Despite significant advances in cancer research and treatment, one form of cancer – brain tumors – remain particularly feared, and for good reason. Because of their location, brain tumors can severely impact an individual’s personality, memories and basic motor skills, robbing the patient of their very being. The impact on family and friends is felt greatly, as their loved one may be “lost” to them even earlier than feared. While there are more than 120 types of brain tumors, for the most common and serious adult tumors, Glioblastoma multiforme (GBM), the chances of living 5 years is less than 3%. Most patients will live no more than a year or two despite aggressive therapy.
However, few maladies manage to both simultaneously confound researchers in their mystery, yet hold such promise for the cure and management as prominently as brain tumors. There is strong belief that some significant breakthroughs in brain tumor treatment may only be 4-6 years away. Complementing traditional chemotherapeutic and surgical approaches, four emerging breakthroughs are discussed here which are rapidly transforming the treatment of brain tumors and related conditions.

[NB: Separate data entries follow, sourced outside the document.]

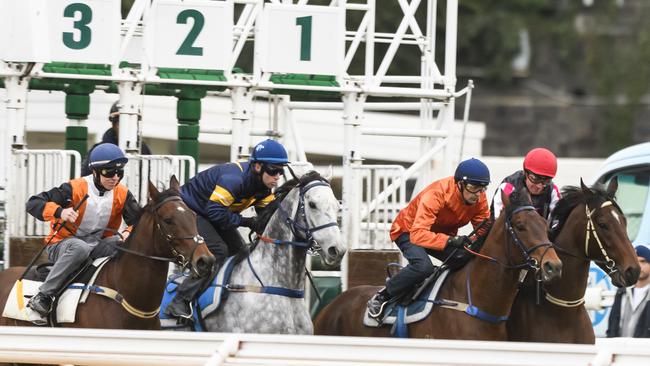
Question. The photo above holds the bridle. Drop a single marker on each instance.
(178, 257)
(299, 226)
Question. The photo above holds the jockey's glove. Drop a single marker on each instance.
(249, 222)
(457, 241)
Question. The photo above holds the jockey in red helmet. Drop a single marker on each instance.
(429, 225)
(540, 166)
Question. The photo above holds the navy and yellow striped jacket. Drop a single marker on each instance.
(223, 191)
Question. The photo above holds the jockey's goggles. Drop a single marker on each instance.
(273, 169)
(111, 172)
(538, 179)
(475, 188)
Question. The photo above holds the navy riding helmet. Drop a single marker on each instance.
(473, 171)
(270, 152)
(107, 155)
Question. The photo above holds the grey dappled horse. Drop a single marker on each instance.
(302, 218)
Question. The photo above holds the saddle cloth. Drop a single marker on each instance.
(207, 302)
(415, 311)
(66, 304)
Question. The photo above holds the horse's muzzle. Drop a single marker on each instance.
(551, 270)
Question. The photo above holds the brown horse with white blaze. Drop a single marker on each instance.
(165, 232)
(591, 227)
(517, 242)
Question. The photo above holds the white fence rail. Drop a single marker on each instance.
(32, 172)
(121, 347)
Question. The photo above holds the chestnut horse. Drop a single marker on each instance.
(591, 228)
(518, 241)
(165, 232)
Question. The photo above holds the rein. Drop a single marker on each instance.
(178, 258)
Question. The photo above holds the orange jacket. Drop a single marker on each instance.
(437, 213)
(47, 206)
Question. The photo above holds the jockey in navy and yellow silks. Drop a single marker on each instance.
(89, 231)
(218, 196)
(220, 193)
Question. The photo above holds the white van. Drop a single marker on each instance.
(632, 167)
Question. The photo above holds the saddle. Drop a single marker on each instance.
(74, 292)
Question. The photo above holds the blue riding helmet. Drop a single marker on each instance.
(107, 155)
(472, 171)
(269, 151)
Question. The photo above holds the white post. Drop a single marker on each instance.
(241, 115)
(352, 121)
(129, 105)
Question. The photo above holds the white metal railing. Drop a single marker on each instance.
(158, 169)
(127, 347)
(378, 211)
(34, 171)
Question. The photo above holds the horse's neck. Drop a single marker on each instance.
(141, 280)
(575, 271)
(493, 286)
(286, 262)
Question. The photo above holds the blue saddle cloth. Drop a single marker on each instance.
(207, 302)
(413, 312)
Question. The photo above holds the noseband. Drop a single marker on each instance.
(178, 258)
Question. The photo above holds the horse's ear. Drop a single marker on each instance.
(173, 183)
(153, 191)
(612, 187)
(505, 198)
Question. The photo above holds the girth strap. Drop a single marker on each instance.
(114, 295)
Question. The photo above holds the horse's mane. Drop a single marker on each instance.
(282, 192)
(572, 196)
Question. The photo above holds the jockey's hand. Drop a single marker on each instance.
(249, 222)
(69, 214)
(457, 241)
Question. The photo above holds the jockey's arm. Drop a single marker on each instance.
(48, 205)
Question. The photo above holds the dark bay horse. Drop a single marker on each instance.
(266, 294)
(165, 232)
(517, 242)
(591, 227)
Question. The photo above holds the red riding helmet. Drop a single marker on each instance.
(541, 162)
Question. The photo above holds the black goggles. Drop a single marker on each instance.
(273, 169)
(111, 172)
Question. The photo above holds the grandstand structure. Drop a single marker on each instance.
(187, 50)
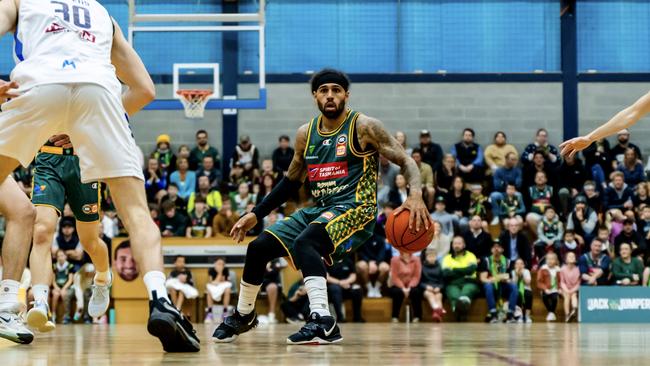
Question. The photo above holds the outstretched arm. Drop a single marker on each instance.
(281, 193)
(372, 133)
(132, 72)
(623, 119)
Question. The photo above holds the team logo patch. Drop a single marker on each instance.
(327, 215)
(329, 171)
(89, 209)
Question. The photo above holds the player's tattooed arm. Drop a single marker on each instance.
(373, 134)
(297, 169)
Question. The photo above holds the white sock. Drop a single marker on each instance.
(247, 297)
(317, 292)
(155, 281)
(9, 296)
(103, 278)
(41, 292)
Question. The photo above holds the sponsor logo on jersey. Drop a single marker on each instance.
(89, 209)
(329, 171)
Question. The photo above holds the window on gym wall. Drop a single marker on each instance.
(613, 36)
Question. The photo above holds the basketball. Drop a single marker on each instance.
(403, 239)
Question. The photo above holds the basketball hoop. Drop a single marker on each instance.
(194, 101)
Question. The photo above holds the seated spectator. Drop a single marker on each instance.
(199, 221)
(341, 285)
(201, 150)
(626, 269)
(631, 237)
(617, 152)
(401, 138)
(594, 265)
(223, 222)
(541, 144)
(539, 164)
(469, 158)
(237, 177)
(387, 173)
(426, 177)
(431, 152)
(399, 194)
(242, 199)
(549, 234)
(180, 283)
(209, 170)
(495, 278)
(512, 207)
(441, 215)
(618, 195)
(172, 223)
(571, 177)
(218, 290)
(247, 155)
(446, 173)
(509, 174)
(164, 154)
(441, 243)
(406, 271)
(477, 240)
(515, 244)
(496, 154)
(184, 179)
(479, 204)
(458, 200)
(522, 279)
(296, 308)
(172, 195)
(431, 283)
(155, 180)
(582, 221)
(272, 286)
(548, 282)
(539, 196)
(569, 244)
(631, 168)
(282, 155)
(459, 272)
(570, 285)
(372, 268)
(62, 286)
(212, 198)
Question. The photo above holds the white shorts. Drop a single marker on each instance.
(93, 118)
(216, 291)
(188, 290)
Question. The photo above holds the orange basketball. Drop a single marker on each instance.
(403, 239)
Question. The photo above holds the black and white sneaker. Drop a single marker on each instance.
(174, 331)
(318, 330)
(233, 326)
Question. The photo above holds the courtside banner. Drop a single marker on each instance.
(614, 304)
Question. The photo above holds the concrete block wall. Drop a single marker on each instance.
(445, 109)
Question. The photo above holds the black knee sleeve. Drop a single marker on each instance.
(313, 244)
(259, 252)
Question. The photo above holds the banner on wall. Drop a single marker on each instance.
(614, 304)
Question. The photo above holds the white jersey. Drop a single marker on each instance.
(64, 41)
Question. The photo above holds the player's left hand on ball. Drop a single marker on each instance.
(8, 89)
(61, 141)
(419, 215)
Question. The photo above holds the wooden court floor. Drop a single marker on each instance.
(376, 344)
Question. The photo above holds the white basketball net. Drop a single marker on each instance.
(194, 102)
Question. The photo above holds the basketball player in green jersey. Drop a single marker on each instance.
(338, 153)
(57, 179)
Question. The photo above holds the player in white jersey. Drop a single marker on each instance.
(70, 54)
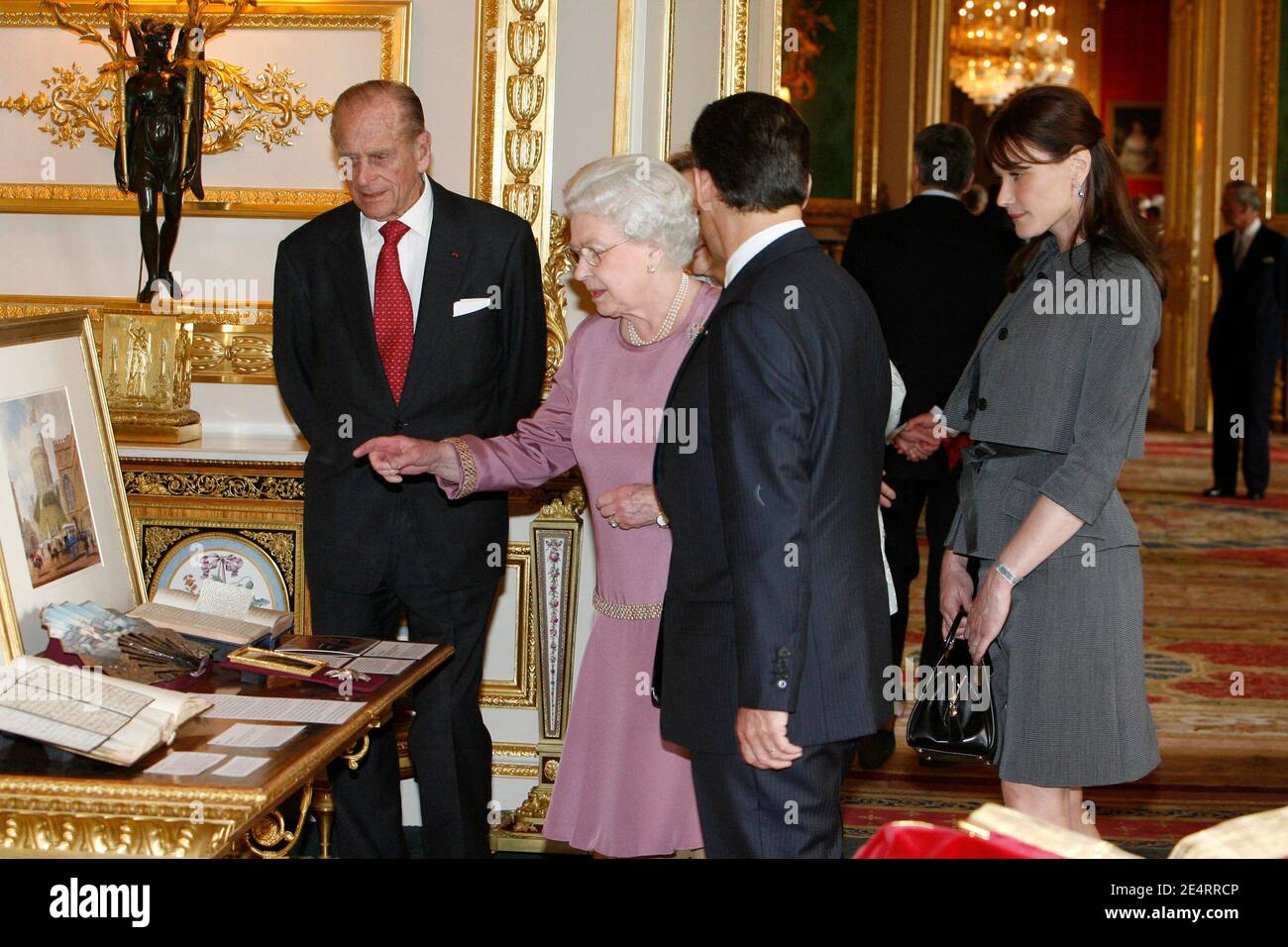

Gene therapy approaches involve the insertion of genes into growing brain tumors, rendering them more sensitive to some chemotherapeutic agents that are relatively non-toxic to the rest of the body. Some promising experiments have demonstrated that with insertion of genes into animal brain tumor cells and administration of chemotherapy, complete destruction of the tumor may be possible without spread of the tumor. Other approaches in gene therapy include substitution of abnormal genes for normal genes, the repair of abnormal genes via selective reverse mutation, and gene regulation (i.e., altering the instructions within a gene to “turn on or off”).
One area showing substantial promise in brain tumor treatment is based on an immunotherapeutic approach; that is, using a patient’s immune system as an instrument for cancer therapy. This approach is premised on a body’s immune response toward cells bearing tumor markers or antigens. One major focus area has been “active immunotherapy”, described as the administration of the tumor antigenic material to help “vaccinate” a patient against their own tumor. Other vaccine approaches, including Dendritic cell-based vaccines, Cytokine immunogene therapy, Bacterial and viral tumor vaccines, and GBM-specific molecular pathway vaccines are also being considered. The vaccine approach holds challenges that need to be evaluated against other treatment options that may require crucial patient choices, but they are continuing to emerge as an area of significant promise.
There is growing usage of stereotactic radiosurgery and radiotherapy among neurosurgeons. The tools, used for the non-invasive treatment of tumors and other brain, head, spine and neck conditions, use sophisticated mechanical systems and image-guided technology to treat tumors, using high, targeted doses of radiation (in a single session) to attack the tumor and minimizing contact with healthy tissue. The image guidance systems direct the radiation to the tumor; some systems shape the radiation beam to map to the exact shape of the tumor, and software can help direct the ideal access points to the tumor.
Dual Agent Drug Therapies
Some of the field’s leading researchers have concluded that traditional treatment for many brain tumors has started with a faulty premise; namely, that interventions for brain tumors were simply a palliative effort designed to decrease patient discomfort and increase stabilization. The conclusion is that while these therapies have shown some success on their own, when multiple therapeutic agents are combined, (an approach more commonly used with cancers not as fatal) an increasing number of brain tumor patients are seeing increases in survival. Also, newer drugs are showing the ability to block the growth of tumors by attempting to interfere with their proteins that control tumor growth. And other, specialized treatment regimens are being formulated for patients whose tumors are shown to grow at an accelerated rate compared with typical tumors.
These are but four of the emerging approaches where we may continue to see major breakthroughs in treatment or management of brain tumors. The hope in all these courses is that ultimately, brain tumors may in some cases be curable or at least achieve status as a manageable disease, as with many other serious and chronic conditions such as diabetes.